Yes and no, slide bite typically is a result of improper grip. But yes hammer bite is more common to larger hands but not always.

The Hi Power doesn't offer much in the hand protection much like the original M1911.

"No bite" hammers are a pretty common upgrade in most Hi Powers, some will have a beavertail added.

For me a No Bite hammer just didn't do it and I'd still got bloodied.

My hands are medium to large and I'm pretty sure I know how to grip a pistol


----------



## paratrooper (Feb 1, 2012)

I have huge hands and it's tough to even find gloves that fit me. I have several Beretta's. Only once, did I have an issue with the slide coming back and nipping at the area between my thumb and index finger. 

I've fired thousands and thousands of rounds over the years, and still not sure as to why it happened. It was very hot that day and I do recall that my hands were sweating a lot. Anyways, not a big deal and a lesson learned. 

As far as choosing between a Browning and a Beretta, I'm quite sure by now, that you all know how I feel about Beretta. I'm staying the course and promoting Beretta. :mrgreen:


----------



## Steve M1911A1 (Feb 6, 2008)

At least when shooting the Browning, but maybe also with the Beretta, there is a technique to reaching the magazine-release button quickly. In the process, you do have to release your firing grip, but if you do the process correctly, magazine release is quick, and return to the firing grip is equally quick.

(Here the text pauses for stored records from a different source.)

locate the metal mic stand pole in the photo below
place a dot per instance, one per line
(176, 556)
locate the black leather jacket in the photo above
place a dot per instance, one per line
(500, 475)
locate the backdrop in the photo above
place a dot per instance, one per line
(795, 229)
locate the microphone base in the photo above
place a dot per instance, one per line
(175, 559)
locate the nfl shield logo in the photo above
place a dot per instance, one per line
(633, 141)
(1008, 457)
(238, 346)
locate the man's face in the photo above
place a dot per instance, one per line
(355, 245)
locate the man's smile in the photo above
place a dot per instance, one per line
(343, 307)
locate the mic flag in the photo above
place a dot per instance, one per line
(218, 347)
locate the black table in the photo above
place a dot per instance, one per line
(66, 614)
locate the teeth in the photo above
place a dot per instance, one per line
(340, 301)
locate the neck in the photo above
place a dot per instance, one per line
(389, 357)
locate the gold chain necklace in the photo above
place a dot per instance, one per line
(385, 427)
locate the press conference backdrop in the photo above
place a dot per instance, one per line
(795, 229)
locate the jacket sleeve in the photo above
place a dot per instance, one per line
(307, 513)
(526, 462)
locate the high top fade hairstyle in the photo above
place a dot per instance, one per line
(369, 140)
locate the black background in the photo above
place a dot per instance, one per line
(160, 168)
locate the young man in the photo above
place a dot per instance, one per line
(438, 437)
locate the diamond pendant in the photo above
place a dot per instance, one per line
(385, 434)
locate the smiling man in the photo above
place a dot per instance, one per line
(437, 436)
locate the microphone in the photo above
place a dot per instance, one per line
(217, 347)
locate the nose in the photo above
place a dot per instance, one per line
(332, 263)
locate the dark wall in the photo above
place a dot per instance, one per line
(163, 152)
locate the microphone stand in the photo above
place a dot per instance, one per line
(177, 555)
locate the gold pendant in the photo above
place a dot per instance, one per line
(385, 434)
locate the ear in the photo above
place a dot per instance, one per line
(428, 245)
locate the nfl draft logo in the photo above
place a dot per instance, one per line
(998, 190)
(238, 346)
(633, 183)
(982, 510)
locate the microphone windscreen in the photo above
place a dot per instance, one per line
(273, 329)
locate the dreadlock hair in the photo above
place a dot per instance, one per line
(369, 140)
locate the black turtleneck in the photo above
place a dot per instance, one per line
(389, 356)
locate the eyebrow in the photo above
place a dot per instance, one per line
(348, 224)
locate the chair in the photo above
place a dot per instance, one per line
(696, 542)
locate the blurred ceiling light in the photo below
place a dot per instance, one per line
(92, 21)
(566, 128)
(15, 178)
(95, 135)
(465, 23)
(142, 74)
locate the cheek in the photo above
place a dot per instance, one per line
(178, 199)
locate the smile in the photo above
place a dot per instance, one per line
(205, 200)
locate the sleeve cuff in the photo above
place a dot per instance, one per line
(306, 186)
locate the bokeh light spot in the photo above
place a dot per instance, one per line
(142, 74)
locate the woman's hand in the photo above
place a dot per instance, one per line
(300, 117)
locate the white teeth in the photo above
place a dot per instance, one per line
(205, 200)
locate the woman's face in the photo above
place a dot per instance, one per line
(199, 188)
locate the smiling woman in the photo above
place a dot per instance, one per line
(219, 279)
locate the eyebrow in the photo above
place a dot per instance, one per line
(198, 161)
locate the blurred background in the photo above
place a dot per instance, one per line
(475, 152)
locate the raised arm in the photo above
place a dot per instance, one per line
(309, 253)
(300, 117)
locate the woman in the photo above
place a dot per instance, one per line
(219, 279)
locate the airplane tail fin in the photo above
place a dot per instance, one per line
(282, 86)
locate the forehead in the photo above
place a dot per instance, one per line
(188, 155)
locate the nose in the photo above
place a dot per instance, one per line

Here we assume a right-handed shooter:
• Starting from a two-hand hold, release the left hand and slightly relax the right hand.
• The left hand slides forward along the slide, toward the pistol's muzzle. As it slides forward, it pulls the pistol around so that the left side of the gun faces the shooter.
• As the magazine-release button meets the right-hand thumb, the thumb presses the button and drops the magazine.
• At the same time, the left hand leaves the pistol and drops down to the reload magazine. The left hand grabs the reload between thumb and bent second finger, with the index finger along the length of the curved front of the magazine's shaft.
• Pull the reload out of its holder, and bring it up to the pistol, rotating the reload so that it's right-side up and properly oriented toward the gun's magazine well.
• Holding the pistol so that you can see its magazine well, the left hand inserts the magazine. Watch it go in. As the fingers let go of it, slam it home with the heel of your left hand.***
• Using the thumb of the left hand, rotate the pistol into firing position in the right hand. Solidly grip the pistol in the right hand.
• Slide the left hand back into firing position. Bring the gun up to your eye, and reëstablish the sight picture.
• Start shooting again.

***If you have shot to slide lock, this is the moment to release the slide and let it run forward. You may also want to hit its rear end, to make sure it's fully seated.


----------



## JerseyJubal (Feb 1, 2013)

Thank you all for the contributions on this topic, it has been enlightening.


----------



## Huckleberry44 (Feb 6, 2013)

Have a Browning Hi-Power .40s&w and the mag literally shoots out at about 10fps! I have big palms, but short-ish fingers and I can reach the release with my thumb quite easily. And I have Hogue grips that are a bit thicker than the standard-issue grips.


----------



## paratrooper (Feb 1, 2012)

All my Beretta's drop the mags freely and easily. 

I have XX large hands, so manipulating the mag release isn't a big deal for me.


----------



## berettabone (Jan 23, 2012)

I always change my Beretta mag releases to the right hand side..........I use my index finger, tilting the firearm slightly to the right, so the weight is sideways in my hand....the mag drops freely, and I don't have to regrip....not for everybody, works for me.......


----------



## JerseyJubal (Feb 1, 2013)

Once again than you all for your insightful contributions to my inquiries.


----------



## JerseyJubal (Feb 1, 2013)

I've made my decision and purchased a Star BM 9mm due to it's light trigger pull, single stack mag, all-steel frame, reduced size (compared to a full-size 1911 copy), and price. The Star BM fit my hand better than the Beretta 92FS. For the wife we went with an Astra Constable II .380, again all steel with single stack mag. Both are military/police "turn-in's" which have seen little use, at least I won't have to worry about a "break-in" period with either pistol and each being all-steel will allow us to get "back on target" much quicker than with the alloy and polymer framed semi-auto handguns common today.

Thank you to all who have contributed to this topic.


----------